In the early summer of 1919, when the American Federation of Teachers found out that the Boston Men Teachers’ Union were intent on ensuring that the Boston Women Teachers’ Union would never achieve equal pay to them, the AFT sent a stern letter telling the men that is not what unionism is about and to stop their actions. The men left the union and even though the AFT knew losing members was dire in 1920, it was the right thing to do.
That was the theme put forward by Dan Golodner as he gave a history lesson about the AFT in a special presentation at CFT’s annual Classified Conference. His talk was woven with stories and videos that illustrated AFT’s growth and fight for social justice over more than 105 years, and showed how classified employees and paraprofessionals gained their voice in the AFT during 50 of those years.
Golodner is the archivist and historian who maintains AFT’s historical records at Wayne State University’s Walter P. Reuther Library. He explained how the AFT grew to become one of the largest unions in the country and, riffing on the conference theme “Classified Professionals – The Heart of Education,” how the union, through the actions of individuals, developed its “heart and soul.”
- He described how the AFT was on the forefront of civil rights in this country because of the work of Layle Lane, a vice president of the AFT, who pushed for the integration of not only the nation’s public schools but the AFT as well. (Learn more about Layle Lane)
- He played a video that showed how AFT sent teachers to Prince Edward County in Virginia in the early 1960s to open freedom schools and counter the county’s decision to close public schools rather than integrate. (Watch Freedom Schools for Justice)
- And he recounted how the AFT was the only union to sign a friend of the court in the Brown vs. Board of Education court case. The only union to take a stand because it was the right thing to do.
Golodner told how classified employees and paraprofessionals became part of the union by recounting an oral history he recorded with Lorretta Johnson, who talked about how paras realized they should join the AFT after a snowstorm shut down schools, but the paras were forced to stay, unpaid, to make sure the children got home safely.

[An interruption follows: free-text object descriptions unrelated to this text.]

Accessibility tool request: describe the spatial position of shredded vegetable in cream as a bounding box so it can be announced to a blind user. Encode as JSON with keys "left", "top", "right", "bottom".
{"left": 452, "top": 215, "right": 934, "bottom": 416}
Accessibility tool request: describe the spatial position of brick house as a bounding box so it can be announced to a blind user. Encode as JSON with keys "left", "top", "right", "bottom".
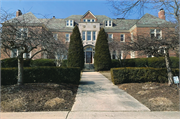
{"left": 1, "top": 9, "right": 176, "bottom": 64}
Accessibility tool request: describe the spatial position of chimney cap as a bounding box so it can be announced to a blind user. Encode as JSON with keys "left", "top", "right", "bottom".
{"left": 117, "top": 18, "right": 125, "bottom": 19}
{"left": 160, "top": 8, "right": 164, "bottom": 11}
{"left": 53, "top": 16, "right": 55, "bottom": 18}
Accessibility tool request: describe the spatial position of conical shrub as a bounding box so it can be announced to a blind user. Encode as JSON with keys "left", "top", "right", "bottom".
{"left": 67, "top": 25, "right": 84, "bottom": 70}
{"left": 94, "top": 28, "right": 111, "bottom": 71}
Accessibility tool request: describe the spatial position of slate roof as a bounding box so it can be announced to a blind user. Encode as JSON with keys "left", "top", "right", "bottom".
{"left": 136, "top": 13, "right": 170, "bottom": 25}
{"left": 4, "top": 11, "right": 174, "bottom": 32}
{"left": 6, "top": 12, "right": 41, "bottom": 24}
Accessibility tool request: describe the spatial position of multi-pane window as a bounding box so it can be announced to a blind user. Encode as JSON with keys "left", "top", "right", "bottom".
{"left": 66, "top": 20, "right": 74, "bottom": 27}
{"left": 108, "top": 34, "right": 113, "bottom": 42}
{"left": 23, "top": 52, "right": 31, "bottom": 59}
{"left": 66, "top": 20, "right": 69, "bottom": 26}
{"left": 93, "top": 31, "right": 96, "bottom": 41}
{"left": 83, "top": 19, "right": 95, "bottom": 22}
{"left": 53, "top": 34, "right": 58, "bottom": 40}
{"left": 82, "top": 31, "right": 97, "bottom": 41}
{"left": 17, "top": 28, "right": 28, "bottom": 39}
{"left": 11, "top": 48, "right": 18, "bottom": 58}
{"left": 65, "top": 34, "right": 70, "bottom": 42}
{"left": 151, "top": 29, "right": 161, "bottom": 39}
{"left": 70, "top": 20, "right": 73, "bottom": 26}
{"left": 82, "top": 31, "right": 86, "bottom": 40}
{"left": 120, "top": 34, "right": 125, "bottom": 42}
{"left": 109, "top": 21, "right": 112, "bottom": 26}
{"left": 131, "top": 51, "right": 135, "bottom": 58}
{"left": 87, "top": 31, "right": 91, "bottom": 41}
{"left": 105, "top": 20, "right": 112, "bottom": 27}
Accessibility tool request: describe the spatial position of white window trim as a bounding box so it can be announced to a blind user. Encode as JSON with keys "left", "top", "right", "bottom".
{"left": 120, "top": 34, "right": 125, "bottom": 42}
{"left": 105, "top": 20, "right": 112, "bottom": 27}
{"left": 53, "top": 33, "right": 58, "bottom": 40}
{"left": 66, "top": 20, "right": 74, "bottom": 27}
{"left": 82, "top": 31, "right": 97, "bottom": 41}
{"left": 130, "top": 51, "right": 135, "bottom": 58}
{"left": 65, "top": 34, "right": 70, "bottom": 42}
{"left": 83, "top": 19, "right": 96, "bottom": 22}
{"left": 93, "top": 31, "right": 96, "bottom": 41}
{"left": 11, "top": 48, "right": 18, "bottom": 58}
{"left": 150, "top": 29, "right": 162, "bottom": 39}
{"left": 121, "top": 51, "right": 123, "bottom": 59}
{"left": 131, "top": 32, "right": 134, "bottom": 42}
{"left": 87, "top": 31, "right": 91, "bottom": 41}
{"left": 23, "top": 52, "right": 31, "bottom": 59}
{"left": 82, "top": 31, "right": 86, "bottom": 41}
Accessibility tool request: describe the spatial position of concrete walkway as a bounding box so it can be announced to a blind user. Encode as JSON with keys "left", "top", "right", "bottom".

Johnson would go on to spend five decades with AFT, amplifying the voice of support staff as the leader of AFT’s Paraprofessional and School-Related Personnel, or PSRP, division. In 2011, Johnson was elected AFT Secretary Treasurer, the first African American woman and first paraprofessional to hold that position; she retired in 2020.
Then there was the story of San Francisco’s Linda Cook who could not use the teacher’s bathroom but instead had to use the student bathroom, which led her to believe that a union would help bring dignity to the workplace.
Soon paras were organizing all over the country, and growing in numbers in the AFT. Then-President Albert Shanker said that “paras have done us proud. They have strengthened our union and our schools immeasurably.” And with that strength, AFT was able to push various education reform initiatives in the 1980s. One of them was establishing more shared decision-making language in union contracts for teachers, paraprofessionals, and classified employees. (Watch Empowerment: A Voice for Paras and School Staff)
Golodner closed with a story worthy of reflection — the story of Rita Muñoz from Garden City, Missouri. In the early 1970s, Muñoz secured federal funding to start a Head Start program for migrant farmers’ children. She then was able to get busses to transport the children to schools, and she drove bus for five years. Finally, the district asked her to assist with the Spanish-speaking children. Muñoz got her GED and taught ESL. All the while she was a proud member of the Garden City School Employees Association, AFT Local 6411 until she retired in 2008. Muñoz, Golodner concluded, represents the “heart of our union.”